Il s'arrêta un instant, l'examina de haut en bas en silence et lui dit:<<Je t'ai déjà dit qu'ils ne s'en prennent pas aux miséreux. Dans l'état actuel des choses où l'un d'entre eux t'a dépouillé de tout ce que tu possèdes et même de ton collier et de tes chaussures, il est très difficile de sembler plus misérable que tu ne l'es>>.

Elle n'en revient pas qu'il ait dit ça.

-Ça tu me le paieras garçon ! a t-elle répondu en continuant de le suivre.

Ils marchaient encore quelques minutes et se retrouvaient en face d'un bâtiment délabré, en plein cœur du ghetto.

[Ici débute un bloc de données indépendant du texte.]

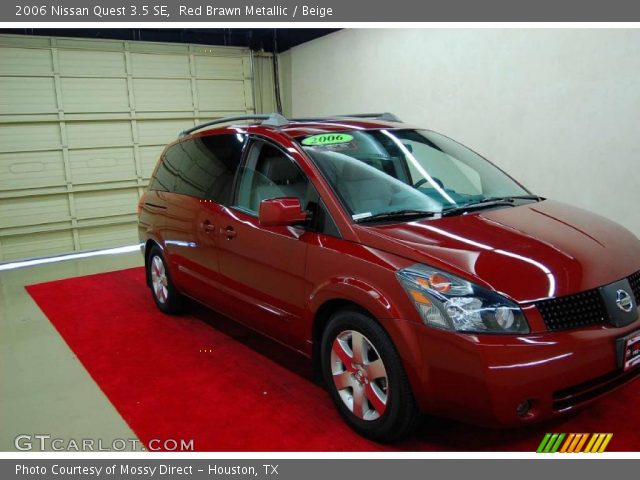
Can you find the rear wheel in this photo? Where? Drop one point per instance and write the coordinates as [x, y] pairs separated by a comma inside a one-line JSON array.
[[164, 293], [365, 377]]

-C'est ici, fit fièrement Claude en montrant du doigt le bâtiment.

- Est-ce une blague ?

-hum?...

- Tu m'as fait traverser la ville, laissant des individus puants la sueur et le shit me raquetter tout ce que j'ai sur moi pour voir un bâtiment abandonné, délabré, laissé dans un piteux état ?

-Ça c'est ce que tu as choisi de voir. Ce que moi je vois, c'est un local pour chanter, danser, rester isoler du monde pour écrire des pièces et les perfectionner. Ce sera notre espace Lydia. Ici tu pourras danser, comme tu voudras.

-Et les gars qui nous raquettent? Tu en fais quoi? Tu crois qu'ils vont nous laisser l'espace juste comme ça?

-Depuis deux mois, chaque soir, des bruits de font entendre à l'intérieur. Des sortes de lamentations... La rumeur cours donc que l'endroit serait hanté, répondit Claude un large sourire aux lèvres en accompagnant ses mots d'un clin d'œil.

- Oh non! Le fantôme c'est toi?

- Peut-être !dit-il en souriant.

-Mais as-tu juste vu l'état de ce truc ? Tu m'auras tout fait voir.

-Eh bien, une petite rénovation s'impose.

-Je n'entrerai pas là.

-Attends moi donc ici, dit-il narquois.

Il sait que jamais Lydia n'accepterait rester toute seule au milieu du ghetto. La bâtisse n'avait plus réellement de porte. On peut y entrer par des sortes de trous, emplacement jadis de fenêtres qui n'ont su résister au temps, à l'abandon et aux assauts répétés des brutes qui l'on découvert avant eux. L'endroit lui donna la chair de poule. Les araignées y avaient construits toute une cité de toile. Un rat dans sa course, passa sur le pied de Lydia. Elle hurla et sauta au cou de Claude. Elle ne voula plus que ses pieds touchent le sol. Claude se garda bien d'éclater de rire, malgré la drôlerie de la situation. Son sein collé contre elle, il pouvait sentir son cœur battre la chamade. Elle a peur et il respecte sa crainte. Elle le serrait si fort qu'il étouffait presque. Elle lui faisait confiance, et se sentait en sécurité avec lui. Il respectait également celà. Délicatement, il la fit descendre et fit quelques pas en avant. Il scruta l'endroit dans sa globalité et se frotta les mains de satisfaction. L'endroit est aussi grand qu'il le souhaite. Il n'abandonnerait pas cet endroit pour des rats, des moustiques et des araignées.

Lydia sourrit au souvenir de cet épisode. Elle n'a depuis longtemps, plus mis le pied dans le ghetto de Gramcity. Elle se mit dans sa voiture, toute heureuse de retourner à l'endroit même où les rêves ont été nourris.